Chemicals manufacturer Johnson Matthey has used tools from Dell to simplify a complex, multinational Active Directory...
The company has evolved from autonomous business units. The organisation used to run Novell servers with Novell directory services across 120 sites, all of which were administered by separate IT teams.
As part of a re-organisation of IT – from regional organisation to a centralised structure – Johnson Matthey found it had over 30 Active Directories. Stephen Way, divisional IT director of Johnson Matthey, said: "We had a very devolved structure with every site using its own Active Directory. We recognised we needed a single directory."
There was no incentive for Johnson Matthey to simplify its Active Directory infrastructure, but Way said: "We had plans to move off Novell and we wanted to deploy SharePoint across the company."

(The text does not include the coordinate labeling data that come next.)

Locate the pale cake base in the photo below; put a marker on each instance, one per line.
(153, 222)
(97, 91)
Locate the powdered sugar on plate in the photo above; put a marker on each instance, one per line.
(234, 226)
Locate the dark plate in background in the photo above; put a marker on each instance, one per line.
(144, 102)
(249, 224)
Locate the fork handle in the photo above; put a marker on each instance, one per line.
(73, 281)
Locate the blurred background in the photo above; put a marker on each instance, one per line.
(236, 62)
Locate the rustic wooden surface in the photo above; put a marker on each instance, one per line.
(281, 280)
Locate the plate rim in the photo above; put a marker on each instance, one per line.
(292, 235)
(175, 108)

More articles on Windows Server
He also wanted to prepare Johnson Matthey for using cloud service. The company was also considering cloud email. A single Active Directory was a prerequisite to these intentions.
Way looked at the native Microsoft Active Directory migration manager tool, along with identity management software, but found the tools had a heavy overhead. "We did not want to impose extra administration on the network."

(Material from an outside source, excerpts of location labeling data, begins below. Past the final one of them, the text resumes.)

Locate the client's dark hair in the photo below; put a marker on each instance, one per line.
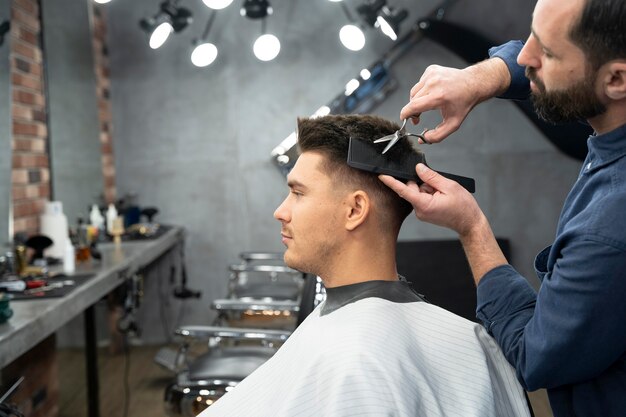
(600, 32)
(330, 136)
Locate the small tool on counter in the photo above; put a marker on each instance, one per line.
(366, 157)
(50, 286)
(400, 133)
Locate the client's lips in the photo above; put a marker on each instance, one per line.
(285, 237)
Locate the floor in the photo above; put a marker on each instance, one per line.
(146, 382)
(144, 379)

Johnson Matthey selected Dell Migration Manager for Active Directory to move the regional Active Directories into a single Active Directory and used Dell's Active Role Server to support devolved administration rights.
Dell Active Directory migration tools
Dell Migration Manager for Active Directory was used to enable migration of the multiple Active Directories across Johnson Matthey into a single Active Directory forest. Through the acquisition Johnson Matthey was able to migrate 100% of email access for users without major data loss or business disruption.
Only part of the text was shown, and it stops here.